Now in high school, Mahiru is trying to be as normal and ordinary a “nobody” as possible, or rather that’s kind of where she ended up. She wanders the gloriously-depicted streets of Shibuya aimlessly, like a jellyfish. Shibuya itself feels like a giant aquarium teeming with life and color.

Mahiru is searching for something she knows not what, but she does know she doesn’t want some hack PikPok idol using her mural as a backdrop for a street performance. When she can only shout out her protest in her head, another girl shouts for her, declaring her love for the mural.

Mahiru follows this girl like a stalker, but ends up getting caught. Mahuru comes out and confesses that she painted the mural, and the girl, Yamanouchi Kano, lights up with enthusiasm. She’s Mahiru’s biggest fan she never knew she had, and asks if she can call Yoru, like her social media handle.

Mahiru learns that Kano was once a pop idol, but “things happened” and she “went down in flames.” Now she posts musical performances online under the alias JELEE, with dreams of making all the fans who trashed her love her work all over again.

Mahiru, for her part, loves Kano’s music. Kano wants to collaborate, but Mahiru hesitates, and starts spewing rhetoric about entrance exams and fitting in, almost like she’s been brainwashed by her non-creative school friends.

Kano doesn’t contradict Mahiru’s self-deprecating rant, instead calling Mahiru “more ordinary than she thought.” This hurts Mahiru a lot more than she thought. She snaps back that Kano can’t understand because she’s special and never hated herself. As she rides the train home, Mahiru feels awful, and worse after digging in to the circumstances of Kano’s fall from fame and learning what she went through.

Thanks to the magic of Shibuya, Mahiru is able to reunite with Kano and apologize, and Kano is able to do the same. They’re dressed as an angel and a devil for Halloween, and it’s telling that Mahiru ditches her high school friends at the drop of a hat once she spots Kano. The truth is, she admires how Kano never gave up or gave in, and is ashamed that she did. She doesn’t want to be run-of-the-mill, and Kano’s love of her art showed her that she doesn’t have to be.

When the two see the same PikPok idol putting on another show, this time singing a cover one of Kano’s old songs while using Mahiru’s art as a backdrop. It’s double whammy the two have common cause to protest. Kano grabs a guitar from a nearby band, steps in front of the camera, and plays the acoustic version of her song, knocking it out of the park like the pro she was. Before pulling this stunt, she whispered to Mahiru that she “wants to sing in front of [her] jellyfish.” Mahiru uses her lipstick to draw winking eyes on the jellyfish with a dramatic fluorish.
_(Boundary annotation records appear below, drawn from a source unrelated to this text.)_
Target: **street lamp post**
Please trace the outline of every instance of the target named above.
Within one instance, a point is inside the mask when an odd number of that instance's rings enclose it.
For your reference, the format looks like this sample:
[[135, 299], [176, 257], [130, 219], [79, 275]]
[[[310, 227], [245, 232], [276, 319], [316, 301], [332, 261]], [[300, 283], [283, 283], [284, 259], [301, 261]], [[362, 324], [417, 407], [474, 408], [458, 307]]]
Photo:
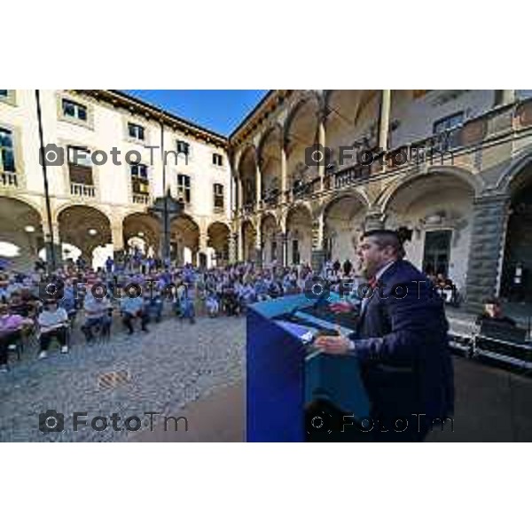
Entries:
[[162, 198], [157, 198], [148, 212], [156, 216], [161, 223], [163, 230], [162, 259], [164, 265], [169, 263], [170, 221], [184, 211], [184, 203], [172, 198], [168, 189]]

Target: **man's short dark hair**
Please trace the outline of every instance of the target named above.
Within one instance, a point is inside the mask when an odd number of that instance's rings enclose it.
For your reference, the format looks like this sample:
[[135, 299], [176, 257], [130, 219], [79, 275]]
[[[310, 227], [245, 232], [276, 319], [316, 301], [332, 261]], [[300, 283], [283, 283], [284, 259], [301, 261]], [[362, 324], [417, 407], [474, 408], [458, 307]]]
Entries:
[[379, 247], [393, 247], [394, 251], [399, 258], [404, 257], [404, 248], [403, 247], [403, 241], [399, 235], [389, 229], [373, 229], [372, 231], [366, 231], [363, 235], [363, 239], [372, 238], [377, 242]]

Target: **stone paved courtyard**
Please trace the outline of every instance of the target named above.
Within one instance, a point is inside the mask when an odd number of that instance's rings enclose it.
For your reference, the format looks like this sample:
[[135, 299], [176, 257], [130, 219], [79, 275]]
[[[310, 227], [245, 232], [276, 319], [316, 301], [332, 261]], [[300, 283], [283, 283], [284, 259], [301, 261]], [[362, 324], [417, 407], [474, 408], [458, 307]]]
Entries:
[[[115, 324], [108, 342], [87, 346], [78, 325], [67, 356], [52, 344], [49, 357], [37, 360], [34, 346], [20, 362], [12, 357], [12, 371], [0, 374], [0, 441], [126, 441], [138, 433], [115, 431], [110, 419], [106, 430], [94, 431], [91, 419], [109, 419], [116, 412], [121, 419], [117, 426], [123, 427], [126, 418], [137, 416], [145, 430], [150, 425], [145, 411], [171, 415], [188, 403], [240, 381], [245, 332], [244, 317], [200, 317], [190, 325], [166, 317], [150, 325], [149, 333], [136, 332], [132, 336]], [[65, 414], [64, 432], [39, 430], [39, 413], [49, 409]], [[77, 432], [73, 430], [74, 411], [88, 414], [88, 426]], [[161, 418], [153, 419], [155, 426]], [[180, 423], [178, 429], [184, 427]]]

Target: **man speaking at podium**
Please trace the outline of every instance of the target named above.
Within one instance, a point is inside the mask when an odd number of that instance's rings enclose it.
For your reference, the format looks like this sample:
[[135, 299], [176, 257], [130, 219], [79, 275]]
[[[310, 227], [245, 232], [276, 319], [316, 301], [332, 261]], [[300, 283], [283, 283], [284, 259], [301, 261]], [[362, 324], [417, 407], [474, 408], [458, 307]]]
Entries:
[[[443, 301], [428, 278], [403, 259], [395, 231], [367, 231], [356, 254], [368, 279], [356, 332], [352, 339], [321, 336], [315, 345], [325, 354], [357, 358], [370, 419], [356, 423], [332, 403], [319, 407], [336, 417], [335, 435], [342, 441], [421, 442], [453, 412]], [[353, 310], [345, 301], [332, 309]]]

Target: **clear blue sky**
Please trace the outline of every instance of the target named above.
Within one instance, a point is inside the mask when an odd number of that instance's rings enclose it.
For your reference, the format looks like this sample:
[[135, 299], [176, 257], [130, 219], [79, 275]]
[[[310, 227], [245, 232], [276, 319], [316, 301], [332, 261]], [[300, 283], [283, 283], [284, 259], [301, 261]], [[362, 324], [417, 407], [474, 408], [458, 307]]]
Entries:
[[232, 133], [267, 90], [121, 90], [222, 135]]

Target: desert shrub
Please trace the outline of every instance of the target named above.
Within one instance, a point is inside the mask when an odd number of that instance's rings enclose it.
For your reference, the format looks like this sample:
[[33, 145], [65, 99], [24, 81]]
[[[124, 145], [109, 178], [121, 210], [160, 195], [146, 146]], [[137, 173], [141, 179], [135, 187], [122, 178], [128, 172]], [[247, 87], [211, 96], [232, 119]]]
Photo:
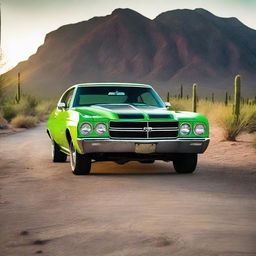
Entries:
[[39, 104], [39, 99], [35, 96], [26, 94], [23, 95], [19, 104], [15, 105], [17, 115], [36, 115], [36, 107]]
[[253, 136], [252, 144], [253, 144], [253, 147], [256, 149], [256, 134], [254, 134]]
[[17, 115], [11, 121], [11, 124], [16, 128], [32, 128], [35, 127], [38, 119], [35, 116]]
[[235, 141], [237, 136], [243, 131], [253, 129], [255, 127], [256, 113], [242, 108], [241, 114], [237, 119], [232, 111], [226, 110], [219, 114], [219, 124], [224, 129], [224, 139]]
[[3, 106], [3, 117], [9, 122], [17, 115], [14, 103], [5, 103]]
[[170, 99], [171, 107], [170, 110], [174, 111], [191, 111], [192, 109], [192, 103], [191, 99], [177, 99], [177, 98], [171, 98]]

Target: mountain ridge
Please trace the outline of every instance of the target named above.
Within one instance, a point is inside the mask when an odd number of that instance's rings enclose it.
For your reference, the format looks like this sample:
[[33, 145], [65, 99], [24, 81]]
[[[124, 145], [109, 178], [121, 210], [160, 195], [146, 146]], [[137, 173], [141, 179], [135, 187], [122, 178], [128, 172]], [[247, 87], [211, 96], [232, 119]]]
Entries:
[[231, 90], [241, 74], [244, 94], [256, 93], [256, 31], [236, 18], [178, 9], [149, 19], [131, 9], [61, 26], [27, 61], [5, 74], [22, 74], [24, 90], [59, 95], [80, 82], [151, 83], [162, 94], [182, 83], [200, 92]]

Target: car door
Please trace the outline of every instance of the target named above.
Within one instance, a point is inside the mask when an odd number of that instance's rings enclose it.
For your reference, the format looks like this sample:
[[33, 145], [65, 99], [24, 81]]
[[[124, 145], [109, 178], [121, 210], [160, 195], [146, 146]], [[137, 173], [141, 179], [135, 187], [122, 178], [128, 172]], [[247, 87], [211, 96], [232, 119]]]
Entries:
[[65, 103], [65, 108], [57, 108], [55, 112], [55, 141], [58, 145], [64, 146], [66, 143], [66, 124], [69, 117], [70, 103], [74, 94], [74, 88], [68, 90], [59, 103]]

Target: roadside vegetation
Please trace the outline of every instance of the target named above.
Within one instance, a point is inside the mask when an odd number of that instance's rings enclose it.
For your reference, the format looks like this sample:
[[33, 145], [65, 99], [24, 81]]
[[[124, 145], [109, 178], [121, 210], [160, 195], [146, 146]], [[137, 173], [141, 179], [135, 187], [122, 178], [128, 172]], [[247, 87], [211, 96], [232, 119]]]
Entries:
[[29, 94], [22, 95], [19, 103], [13, 96], [2, 96], [0, 102], [0, 129], [8, 128], [8, 123], [15, 128], [34, 127], [46, 120], [56, 106], [56, 100], [42, 100]]
[[[191, 99], [170, 98], [171, 109], [192, 110]], [[234, 141], [242, 132], [256, 132], [256, 102], [242, 104], [239, 118], [233, 114], [233, 102], [212, 102], [210, 100], [198, 100], [197, 112], [205, 115], [211, 124], [218, 124], [223, 128], [223, 139]]]

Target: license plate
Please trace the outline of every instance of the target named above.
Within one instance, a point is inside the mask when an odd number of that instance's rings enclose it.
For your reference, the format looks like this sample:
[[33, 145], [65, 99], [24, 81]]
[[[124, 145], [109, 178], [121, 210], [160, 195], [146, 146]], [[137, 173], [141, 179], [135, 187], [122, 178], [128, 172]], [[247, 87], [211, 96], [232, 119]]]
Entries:
[[135, 152], [140, 154], [149, 154], [156, 151], [156, 144], [135, 144]]

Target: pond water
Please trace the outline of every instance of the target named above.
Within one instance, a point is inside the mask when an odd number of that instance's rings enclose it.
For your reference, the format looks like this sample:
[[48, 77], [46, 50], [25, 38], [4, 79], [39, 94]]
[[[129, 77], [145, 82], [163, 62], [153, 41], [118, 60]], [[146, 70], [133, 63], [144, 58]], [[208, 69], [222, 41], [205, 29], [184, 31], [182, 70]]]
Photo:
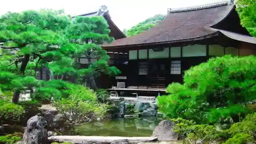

They’re her muse, and now thanks to Kano providing the light she needs to shine, she’s inspired Mahiru to get back into art. Specifically, she agrees to collaborate with Kano, who re-introduces herself to the world as JELEE not as an individual, but a duo. After her post-performance high, Kano takes Mahiru by the hand and they run through the gleaming aquarium of Shibuya together, now moving with an aim and a purpose. Even when Mahiru trips and reveals a childish jellyfish sock under her grown-up shoe, Kano thinks it’s cute as hell.

So is Jellyfish Can’t Swim in the Night. While the writing can a bit dense and overwrought in its symbolism, I’m on board with both these characters and so happy they found each other and made up (there’s such a romantic vibe to Mahiru spotting Kano, and their chemistry is infectious). It’s also to my mind the best-looking show of the Spring so far, form the the character design and animation to the creative camerawork and lighting. Strong recommend!